Most previous studies compared one mode of CIN prophylaxis with another, with very few randomized studies comparing hydration with no prophylaxis.[4],[5],[6] Two studies included patients with ST elevation myocardial infarction receiving intra-arterial contrast (coronary angiography) .[4],[6] The patients in the two studies were randomized to receive intravenous normal saline versus no hydration and compared for the incidence of CIN, and hydration was found to be superior. However, a maj ority of patients in these studies had normal renal function. Extrapolating these results to intravenous contrast administration is not appropriate, as there are many other confounders with intra-arterial administration.[2] A third study comparing sodium bicarbonate with no hydration in patients with eGFR <60 ml/minute/1.73 m2 undergoing CT pulmonary angiography (receiving intravenous contrast) observed that no hydration was not inferior to hydration with sodium bicarbonate.[5] Given that the use of sodium bicarbonate was not the standard hydration regimen, the current study compared no hydration with intravenous hydration with normal saline in patients with eGFR of 30–59 ml/minute/1.73 m2, and found no hydration to be non-inferior.

The results of Nijssen et al.‘s study are along expected lines, as recent literature has indicated that intravenous contrast is not an independent risk factor for acute kidney injury in patients with eGFR ≥30 ml/minute/1.73 m2.[2],[7],[8],[9],[10],[11] Since contrast-induced nephropathy was unlikely to happen in patients enrolled in the study (all with eGFR 30–59 ml/minute/1.7 3 m2), it is hardly surprising that the prophylaxis against CIN did not help. However, this study does add substantially to our understanding because the recent literature on CIN is retrospective and many patients must have received some form of prophylaxis. Thus, Nijssen et al.‘s work re-emphasizes that it is safe to administer intravenous contrast in patients with eGFR ≥30 ml/minute/1.73 m2 by addressing this limitation. Recent literature also suggests that contrast may not be an independent risk factor for kidney injury even in patients with eGFR <30 ml/minute/1.73 m2, and it would be worth doing a similar study in this subgroup as well.[9],[10]

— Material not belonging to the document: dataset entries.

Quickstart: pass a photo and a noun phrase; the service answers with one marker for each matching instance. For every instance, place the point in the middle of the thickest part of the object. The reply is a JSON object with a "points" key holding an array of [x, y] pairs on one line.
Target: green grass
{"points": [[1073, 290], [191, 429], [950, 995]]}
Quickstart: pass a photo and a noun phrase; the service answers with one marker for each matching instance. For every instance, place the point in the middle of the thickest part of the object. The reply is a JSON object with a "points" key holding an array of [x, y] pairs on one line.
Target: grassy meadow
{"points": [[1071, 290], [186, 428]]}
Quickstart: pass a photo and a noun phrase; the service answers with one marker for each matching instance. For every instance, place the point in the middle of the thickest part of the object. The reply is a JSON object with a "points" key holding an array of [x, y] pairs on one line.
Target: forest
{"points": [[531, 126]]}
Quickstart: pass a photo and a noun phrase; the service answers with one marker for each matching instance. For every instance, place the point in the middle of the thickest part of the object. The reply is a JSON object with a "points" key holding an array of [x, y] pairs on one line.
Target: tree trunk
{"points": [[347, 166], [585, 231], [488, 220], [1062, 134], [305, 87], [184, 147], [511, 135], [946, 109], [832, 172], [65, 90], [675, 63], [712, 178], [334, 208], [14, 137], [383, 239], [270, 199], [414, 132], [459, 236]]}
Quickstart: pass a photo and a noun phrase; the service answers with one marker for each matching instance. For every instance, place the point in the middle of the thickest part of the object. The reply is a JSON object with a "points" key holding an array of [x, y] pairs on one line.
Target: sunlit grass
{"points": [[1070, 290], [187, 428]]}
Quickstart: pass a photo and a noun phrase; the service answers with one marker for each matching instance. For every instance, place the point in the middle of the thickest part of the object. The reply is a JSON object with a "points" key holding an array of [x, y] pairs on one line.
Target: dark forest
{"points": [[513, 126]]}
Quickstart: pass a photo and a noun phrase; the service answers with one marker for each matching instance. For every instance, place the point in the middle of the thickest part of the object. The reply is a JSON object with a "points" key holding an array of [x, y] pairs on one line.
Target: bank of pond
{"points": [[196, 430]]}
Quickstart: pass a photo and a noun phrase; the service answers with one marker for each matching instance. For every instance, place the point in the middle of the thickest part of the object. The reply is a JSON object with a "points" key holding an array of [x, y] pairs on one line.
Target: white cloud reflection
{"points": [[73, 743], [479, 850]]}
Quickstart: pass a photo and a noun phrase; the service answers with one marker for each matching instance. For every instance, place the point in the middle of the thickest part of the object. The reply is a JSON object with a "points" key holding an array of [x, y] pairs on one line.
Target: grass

Will this study change practice? The current widely practised minimum standard of care remains hydration, but this study reinforces the growing belief that even this may not be needed at all in patients who do not have severe chronic renal impairment. However, long-held beliefs and practices are unlikely to change quickly. This study will make clinicians and radiologists more comfortable in avoiding intravenous hydration, particularly in patients who are critically ill, or those who have a potential volume overload, or require emergency contrast-enhanced CT, as well as perhaps in outpatient settings, where no hydration (or oral hydration) should suffice.

In summary, Nijssen et al. ' s trial, taken in conjunction with the recent literature on CIN, suggests that it is safe and cheaper to administer intravenous contrast in patients with eGFR >30 ml/ minute/1.73 m2 without prophylaxis.